The Budapester Zeitung [his paper] reports in a fair and balanced manner. In our editorials we support no party. At most you could describe our line as pro-Hungary. I don’t see that we will get in conflict with the new law. I’m not so sure about other Hungarian media outlets. Many are anything but fair and balanced. The interregional dailies stand on the side of either the opposition or the government.

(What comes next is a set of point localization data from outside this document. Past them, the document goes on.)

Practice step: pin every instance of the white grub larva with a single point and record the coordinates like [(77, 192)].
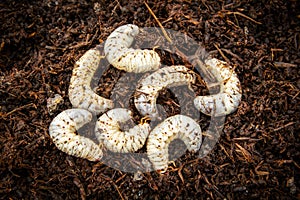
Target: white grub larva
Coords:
[(119, 54), (229, 97), (81, 94), (63, 129), (148, 88), (109, 133), (175, 127)]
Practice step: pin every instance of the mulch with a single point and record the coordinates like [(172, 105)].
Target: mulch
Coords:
[(257, 155)]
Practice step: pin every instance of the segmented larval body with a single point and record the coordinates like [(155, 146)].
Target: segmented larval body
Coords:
[(63, 129), (119, 54), (109, 133), (148, 88), (175, 127), (229, 96), (81, 94)]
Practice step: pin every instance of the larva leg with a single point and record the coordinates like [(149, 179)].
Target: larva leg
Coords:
[(119, 54), (81, 94), (178, 126), (108, 131), (148, 88), (229, 97), (62, 131)]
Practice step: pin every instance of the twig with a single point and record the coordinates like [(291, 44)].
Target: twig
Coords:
[(284, 126), (243, 15), (159, 24), (283, 64), (17, 109), (221, 52)]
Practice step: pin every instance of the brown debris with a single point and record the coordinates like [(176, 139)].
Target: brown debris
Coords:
[(257, 155)]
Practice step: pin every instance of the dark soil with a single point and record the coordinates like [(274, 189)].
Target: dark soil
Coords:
[(257, 155)]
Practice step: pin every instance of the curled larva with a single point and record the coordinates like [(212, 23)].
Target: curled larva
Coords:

To him, concern elsewhere in Europe over the media law (even as expressed by German Chancellor Merkel, or by the EU Commission) is “hysteria.” The new Hungarian premier, Viktor Orbán, was after all one of the leaders of the opposition that brought Communism down in Hungary twenty years ago. Of much more concern for the country’s media business are its economic troubles, for which the Orbán administration is just the set of personnel you would want to look to for solutions. Yes, recent taxation measures (bank tax, tax on foreign companies) have been drastic, but drastic solutions are what is needed; only their somewhat unpredictable nature is to be regretted.

So there you have it. If we are to believe Herr Mainka – again, responsible for putting out and making money with a publication in Hungary’s capital – neither the new media law nor Orbán’s ruthless revenue-raising measures are anything to worry about. But I don’t know: in particular, his dismissal of the Hungarian dailies – implying that it’s no problem if the government comes down hard on them, after all, they’re partisan – for me strikes the wrong note: newspapers are supposed to be allowed to be partisan! I’m getting too much here of the syndrome “OK, they’re going after the Jews; but I’m an upstanding and decent citizen, and they’ll never come after me!”

Still, this is a “don’t worry” viewpoint from an expert who is right there where the things are happening. Maybe all of us who were viewing developments in Hungary with alarm should stop and reconsider. Mainka also makes the point that few if any have likely taken the trouble to read the new media-law act to see what it actually says – maybe that would be a good first step for everyone!